Research Paper Volume 13, Issue 23 pp 25055—25071
IGFBP-6/sonic hedgehog/TLR4 signalling axis drives bone marrow fibrotic transformation in primary myelofibrosis
- 1 Department of Biomedical and Biotechnological Sciences, University of Catania, Catania 95123, Italy
- 2 Department of Scienze Mediche Chirurgiche e Tecnologie Avanzate “G.F. Ingrassia”, University of Catania, Catania 95123, Italy
- 3 Division of Hematology, Department of General Surgery and Medical-Surgical Specialties, A.O.U. “Policlinico-Vittorio Emanuele”, University of Catania, Catania 95123, Italy
- 4 Department of Medical Oncology, The Mediterranean Institute of Oncology, Viagrande 95029, Italy
- 5 Department of Medicine, University of Perugia, Perugia 06129, Italy
- 6 Department of Medical and Surgical Sciences, University of Foggia, Foggia 71100, Italy
Received: August 3, 2021 Accepted: December 3, 2021 Published: December 14, 2021https://doi.org/10.18632/aging.203779
How to Cite
Copyright: © 2021 Longhitano et al. This is an open access article distributed under the terms of the Creative Commons Attribution License (CC BY 3.0), which permits unrestricted use, distribution, and reproduction in any medium, provided the original author and source are credited.
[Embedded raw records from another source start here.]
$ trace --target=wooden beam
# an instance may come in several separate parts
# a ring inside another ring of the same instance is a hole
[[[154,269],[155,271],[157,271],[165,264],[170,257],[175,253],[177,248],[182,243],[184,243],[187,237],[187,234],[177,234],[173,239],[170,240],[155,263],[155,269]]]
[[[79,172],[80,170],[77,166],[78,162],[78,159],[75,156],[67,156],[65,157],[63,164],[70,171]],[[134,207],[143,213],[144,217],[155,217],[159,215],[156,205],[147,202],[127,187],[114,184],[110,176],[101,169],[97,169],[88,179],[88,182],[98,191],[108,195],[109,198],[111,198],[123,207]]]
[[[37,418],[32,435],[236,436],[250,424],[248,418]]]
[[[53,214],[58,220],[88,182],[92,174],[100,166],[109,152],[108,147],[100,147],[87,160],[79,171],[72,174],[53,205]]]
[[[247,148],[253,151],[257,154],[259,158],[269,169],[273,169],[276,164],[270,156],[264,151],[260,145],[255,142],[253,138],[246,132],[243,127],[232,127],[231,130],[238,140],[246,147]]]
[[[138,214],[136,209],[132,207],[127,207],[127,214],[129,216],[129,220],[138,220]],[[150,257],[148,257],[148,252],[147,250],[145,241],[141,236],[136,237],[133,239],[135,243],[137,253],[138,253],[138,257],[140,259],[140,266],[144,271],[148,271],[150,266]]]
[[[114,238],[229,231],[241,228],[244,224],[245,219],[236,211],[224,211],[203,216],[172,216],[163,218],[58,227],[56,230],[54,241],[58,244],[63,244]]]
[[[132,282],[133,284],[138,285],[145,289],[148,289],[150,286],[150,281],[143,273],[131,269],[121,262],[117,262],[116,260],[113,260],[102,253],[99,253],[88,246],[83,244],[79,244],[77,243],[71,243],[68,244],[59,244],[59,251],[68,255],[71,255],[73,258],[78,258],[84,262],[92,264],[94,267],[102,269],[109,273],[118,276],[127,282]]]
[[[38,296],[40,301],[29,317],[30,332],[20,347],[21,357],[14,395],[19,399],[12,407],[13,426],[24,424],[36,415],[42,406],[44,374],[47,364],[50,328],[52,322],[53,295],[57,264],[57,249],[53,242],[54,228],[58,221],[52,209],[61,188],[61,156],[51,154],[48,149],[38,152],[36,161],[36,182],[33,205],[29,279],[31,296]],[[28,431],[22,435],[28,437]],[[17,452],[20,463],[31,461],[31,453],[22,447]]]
Primary myelofibrosis is a Ph-negative chronic myeloproliferative neoplasm characterized by bone marrow fibrosis and associated with the involvement of several pathways, in addition to bone marrow microenvironment alterations, mostly driven by the activation of the cytokine receptor/JAK2 pathway. Identification of driver mutations has led to the development of targeted therapy for myelofibrosis, contributing to reducing inflammation, although this currently does not translate into bone marrow fibrosis remission. Therefore, understanding the clear molecular cut underlying this pathology is now necessary to improve the clinical outcome of patients. The present study aims to investigate the involvement of IGFBP-6/sonic hedgehog /Toll-like receptor 4 axis in the microenvironment alterations of primary myelofibrosis. We observed a significant increase in IGFBP-6 expression levels in primary myelofibrosis patients, coupled with a reduction to near-normal levels in primary myelofibrosis patients with JAK2V617F mutation. We also found that both IGFBP-6 and purmorphamine, a SHH activator, were able to induce mesenchymal stromal cells differentiation with an up-regulation of cancer-associated fibroblasts markers. Furthermore, TLR4 signaling was also activated after IGFBP-6 and purmorphamine exposure and reverted by cyclopamine exposure, an inhibitor of the SHH pathway, confirming that SHH is involved in TLR4 activation and microenvironment alterations. In conclusion, our results suggest that the IGFBP-6/SHH/TLR4 axis is implicated in alterations of the primary myelofibrosis microenvironment and that IGFBP-6 may play a central role in activating SHH pathway during the fibrotic process.